The History of Bees by Maja Lunde
[ ⭐ ⭐ ⭐ ⭐ ] This is an incredibly ambitious novel that manages to be an intimate tale of family, whilst also looking outwards to comment on the future of humanity at large, by weaving together three different narratives set in different times and locations. This means it is at once historical fiction, contemporary, and a futuristic dystopian; and yet somehow, Lunde deftly brings everything together into one coherent narrative that comments on our vital bond with nature. She draws parallels between humans and bees in particular, with each of the three protagonists invested heavily in the processes of beekeeping and pollination. In doing so, she reminds us that, as with the best hives, we must work for the collective good if we are to survive.
The Victorian Chaise-Longue by Marghanita Laski
[ ⭐ ⭐ ⭐ ⭐ ] This was a brilliantly ambiguous and claustrophobic little read. For me, it threw up fascinating ideas about the fine line between ecstasy and ruin, the toxicity of being supressed, and the frivolousness of time; how in one era, a woman’s actions could be her making, but in another, they could spell her very ruin. With subtlety, Laski also shrewdly questions just how much progress women had made in gaining autonomy over their bodies, minds and actions by the time of the book’s writing in the 1950s, despite comparative improvements over the past; a theme still relevant to this day.

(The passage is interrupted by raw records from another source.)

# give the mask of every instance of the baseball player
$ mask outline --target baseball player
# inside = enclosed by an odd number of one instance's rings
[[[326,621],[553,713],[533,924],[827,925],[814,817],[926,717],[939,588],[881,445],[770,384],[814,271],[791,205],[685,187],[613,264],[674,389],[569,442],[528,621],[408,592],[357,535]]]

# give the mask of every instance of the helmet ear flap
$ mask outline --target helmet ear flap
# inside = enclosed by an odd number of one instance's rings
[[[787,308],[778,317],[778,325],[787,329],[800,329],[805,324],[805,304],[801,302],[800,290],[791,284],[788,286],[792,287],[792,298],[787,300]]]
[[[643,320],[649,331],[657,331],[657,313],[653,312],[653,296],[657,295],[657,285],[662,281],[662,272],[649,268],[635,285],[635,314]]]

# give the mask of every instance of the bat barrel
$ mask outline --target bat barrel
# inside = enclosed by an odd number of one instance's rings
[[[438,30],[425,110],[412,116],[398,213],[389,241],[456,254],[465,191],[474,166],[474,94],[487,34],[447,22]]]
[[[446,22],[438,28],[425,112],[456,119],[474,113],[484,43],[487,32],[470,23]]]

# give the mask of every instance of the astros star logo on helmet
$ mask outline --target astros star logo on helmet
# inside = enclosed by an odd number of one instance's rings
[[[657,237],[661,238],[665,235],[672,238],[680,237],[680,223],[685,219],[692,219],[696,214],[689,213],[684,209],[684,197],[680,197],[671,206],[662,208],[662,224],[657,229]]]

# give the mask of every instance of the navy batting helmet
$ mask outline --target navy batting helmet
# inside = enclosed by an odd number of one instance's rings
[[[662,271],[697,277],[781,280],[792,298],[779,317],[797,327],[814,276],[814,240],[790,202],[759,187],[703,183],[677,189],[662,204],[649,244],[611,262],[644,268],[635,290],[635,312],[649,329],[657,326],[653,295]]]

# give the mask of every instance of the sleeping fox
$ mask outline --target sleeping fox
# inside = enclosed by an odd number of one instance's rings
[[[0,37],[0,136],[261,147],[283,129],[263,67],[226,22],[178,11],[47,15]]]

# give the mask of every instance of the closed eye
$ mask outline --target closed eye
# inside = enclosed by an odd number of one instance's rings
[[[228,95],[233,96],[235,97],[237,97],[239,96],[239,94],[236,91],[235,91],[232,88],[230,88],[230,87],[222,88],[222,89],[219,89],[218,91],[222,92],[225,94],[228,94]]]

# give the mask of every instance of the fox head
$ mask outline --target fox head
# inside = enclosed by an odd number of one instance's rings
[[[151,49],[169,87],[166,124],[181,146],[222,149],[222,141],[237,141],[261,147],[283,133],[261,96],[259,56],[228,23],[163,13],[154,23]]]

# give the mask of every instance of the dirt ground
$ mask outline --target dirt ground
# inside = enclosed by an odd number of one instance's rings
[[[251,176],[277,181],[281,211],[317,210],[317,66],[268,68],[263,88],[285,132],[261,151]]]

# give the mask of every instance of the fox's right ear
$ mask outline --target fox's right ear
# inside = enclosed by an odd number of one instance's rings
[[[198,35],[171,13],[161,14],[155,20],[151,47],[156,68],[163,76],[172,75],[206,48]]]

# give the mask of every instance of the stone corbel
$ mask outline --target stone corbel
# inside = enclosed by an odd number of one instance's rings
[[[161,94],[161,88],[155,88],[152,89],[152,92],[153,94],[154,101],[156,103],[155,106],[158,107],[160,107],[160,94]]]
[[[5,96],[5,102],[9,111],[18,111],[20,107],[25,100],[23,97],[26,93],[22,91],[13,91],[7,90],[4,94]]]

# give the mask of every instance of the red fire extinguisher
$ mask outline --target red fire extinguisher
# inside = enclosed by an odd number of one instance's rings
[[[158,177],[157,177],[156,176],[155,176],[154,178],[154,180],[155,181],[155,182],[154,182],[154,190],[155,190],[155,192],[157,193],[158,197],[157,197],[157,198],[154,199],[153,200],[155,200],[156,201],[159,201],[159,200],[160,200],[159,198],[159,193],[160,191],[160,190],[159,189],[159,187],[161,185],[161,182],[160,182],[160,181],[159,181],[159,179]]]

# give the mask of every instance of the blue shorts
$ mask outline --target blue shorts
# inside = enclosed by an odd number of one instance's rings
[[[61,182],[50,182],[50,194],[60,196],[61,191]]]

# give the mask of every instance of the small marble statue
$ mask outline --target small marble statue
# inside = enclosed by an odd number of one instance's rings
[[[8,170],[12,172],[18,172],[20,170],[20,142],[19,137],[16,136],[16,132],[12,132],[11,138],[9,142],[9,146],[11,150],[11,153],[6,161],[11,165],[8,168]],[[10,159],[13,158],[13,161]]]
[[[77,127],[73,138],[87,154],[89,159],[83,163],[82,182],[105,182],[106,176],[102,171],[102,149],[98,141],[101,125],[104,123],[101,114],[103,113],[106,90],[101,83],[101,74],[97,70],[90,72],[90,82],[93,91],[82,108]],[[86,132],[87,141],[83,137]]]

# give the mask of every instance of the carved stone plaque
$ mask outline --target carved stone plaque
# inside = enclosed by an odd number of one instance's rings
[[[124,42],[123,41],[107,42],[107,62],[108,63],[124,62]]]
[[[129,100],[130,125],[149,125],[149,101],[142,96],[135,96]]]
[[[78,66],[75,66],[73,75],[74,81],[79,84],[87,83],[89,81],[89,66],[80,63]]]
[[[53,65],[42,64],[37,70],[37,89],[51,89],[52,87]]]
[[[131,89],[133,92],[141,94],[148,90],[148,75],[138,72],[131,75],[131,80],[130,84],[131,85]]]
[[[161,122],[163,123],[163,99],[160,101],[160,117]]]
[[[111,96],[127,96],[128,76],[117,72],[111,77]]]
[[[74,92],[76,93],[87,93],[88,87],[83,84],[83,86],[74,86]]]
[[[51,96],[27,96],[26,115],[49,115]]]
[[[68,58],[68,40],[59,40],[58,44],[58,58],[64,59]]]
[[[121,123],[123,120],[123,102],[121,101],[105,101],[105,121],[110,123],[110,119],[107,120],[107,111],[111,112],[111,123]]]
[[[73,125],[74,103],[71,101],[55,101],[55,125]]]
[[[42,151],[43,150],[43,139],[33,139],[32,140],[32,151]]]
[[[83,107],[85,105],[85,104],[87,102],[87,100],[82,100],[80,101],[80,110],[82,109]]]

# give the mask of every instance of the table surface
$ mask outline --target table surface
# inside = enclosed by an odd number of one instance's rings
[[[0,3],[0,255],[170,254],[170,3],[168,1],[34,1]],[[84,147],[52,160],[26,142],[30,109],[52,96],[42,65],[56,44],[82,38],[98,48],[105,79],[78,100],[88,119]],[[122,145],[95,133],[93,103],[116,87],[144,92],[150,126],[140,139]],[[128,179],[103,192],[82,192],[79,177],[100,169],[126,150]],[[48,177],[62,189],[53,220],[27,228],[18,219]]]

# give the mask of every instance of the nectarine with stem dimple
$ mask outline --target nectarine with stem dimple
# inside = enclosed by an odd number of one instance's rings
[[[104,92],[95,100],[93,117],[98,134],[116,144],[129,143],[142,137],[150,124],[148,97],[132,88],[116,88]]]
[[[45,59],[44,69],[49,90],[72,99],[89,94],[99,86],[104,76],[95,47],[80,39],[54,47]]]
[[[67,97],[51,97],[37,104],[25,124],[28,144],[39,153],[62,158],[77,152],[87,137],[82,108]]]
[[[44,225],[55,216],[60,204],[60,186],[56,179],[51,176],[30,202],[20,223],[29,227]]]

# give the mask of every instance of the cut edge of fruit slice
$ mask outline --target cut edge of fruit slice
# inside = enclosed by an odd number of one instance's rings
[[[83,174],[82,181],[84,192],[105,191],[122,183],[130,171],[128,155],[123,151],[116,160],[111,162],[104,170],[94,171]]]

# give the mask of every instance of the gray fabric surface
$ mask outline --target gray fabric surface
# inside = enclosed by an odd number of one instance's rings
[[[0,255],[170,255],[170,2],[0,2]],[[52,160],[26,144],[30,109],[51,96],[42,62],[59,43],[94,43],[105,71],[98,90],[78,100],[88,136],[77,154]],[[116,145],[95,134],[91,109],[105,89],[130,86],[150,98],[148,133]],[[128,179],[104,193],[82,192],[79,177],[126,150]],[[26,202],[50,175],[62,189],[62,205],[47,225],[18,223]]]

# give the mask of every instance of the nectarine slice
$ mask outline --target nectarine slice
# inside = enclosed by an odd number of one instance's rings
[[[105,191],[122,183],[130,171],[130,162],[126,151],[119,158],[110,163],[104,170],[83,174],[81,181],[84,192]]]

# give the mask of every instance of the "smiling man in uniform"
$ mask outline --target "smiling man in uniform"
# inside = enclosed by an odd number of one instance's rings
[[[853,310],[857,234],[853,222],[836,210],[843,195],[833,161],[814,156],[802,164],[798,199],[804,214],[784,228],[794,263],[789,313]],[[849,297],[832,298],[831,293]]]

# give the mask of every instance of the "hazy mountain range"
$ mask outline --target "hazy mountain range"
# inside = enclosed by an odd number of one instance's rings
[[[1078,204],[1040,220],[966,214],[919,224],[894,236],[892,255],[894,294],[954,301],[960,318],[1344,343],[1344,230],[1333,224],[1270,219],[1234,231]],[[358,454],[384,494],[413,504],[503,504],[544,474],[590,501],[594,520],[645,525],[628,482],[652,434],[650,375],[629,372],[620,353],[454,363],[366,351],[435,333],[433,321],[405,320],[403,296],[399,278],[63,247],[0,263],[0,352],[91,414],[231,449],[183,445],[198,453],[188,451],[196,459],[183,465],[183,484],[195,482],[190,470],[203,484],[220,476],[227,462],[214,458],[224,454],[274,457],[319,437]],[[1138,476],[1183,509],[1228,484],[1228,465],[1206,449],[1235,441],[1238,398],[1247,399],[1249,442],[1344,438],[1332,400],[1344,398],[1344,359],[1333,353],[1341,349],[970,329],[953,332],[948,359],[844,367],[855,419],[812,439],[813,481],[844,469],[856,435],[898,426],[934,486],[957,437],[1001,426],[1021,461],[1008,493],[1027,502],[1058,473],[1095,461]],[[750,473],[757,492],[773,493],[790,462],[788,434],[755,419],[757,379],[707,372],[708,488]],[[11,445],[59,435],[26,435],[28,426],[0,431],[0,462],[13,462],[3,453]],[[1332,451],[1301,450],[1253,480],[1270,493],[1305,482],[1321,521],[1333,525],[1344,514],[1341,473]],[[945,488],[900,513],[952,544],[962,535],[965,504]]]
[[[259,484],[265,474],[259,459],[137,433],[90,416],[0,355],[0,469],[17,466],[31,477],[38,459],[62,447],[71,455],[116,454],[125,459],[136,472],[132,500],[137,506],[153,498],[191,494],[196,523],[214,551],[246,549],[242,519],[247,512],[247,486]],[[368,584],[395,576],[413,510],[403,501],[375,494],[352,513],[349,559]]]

My Girls: A Lifetime with Carrie and Debbie by Todd Fisher
[ ⭐ ⭐ ⭐ ⭐ ] This is the memoir of Todd Fisher; brother of Carrie Fisher, and son of Debbie Reynolds. He recounts his family’s stranger-than-fiction life in a personable, anecdotal manner that is very endearing. It’s full of fun and warmth, though doesn’t shy away from the darkness that visited their lives, also touching on Carrie’s struggles with bipolar and addiction; Debbie’s ailing health, and repeated betrayals at the hands of men; and his own heartache and grief, culminating, tragically, in the deaths of both his ‘girls’ just a day apart in 2016. It offers a real, bittersweet insight into a uniquely bizarre Hollywood upbringing, and shares, with fervour and honesty, the love he had for his sister and mother.
It was a very good reading month overall, with quite the run of four star reads, which isn’t really something to complain about!
What was your favourite read in June?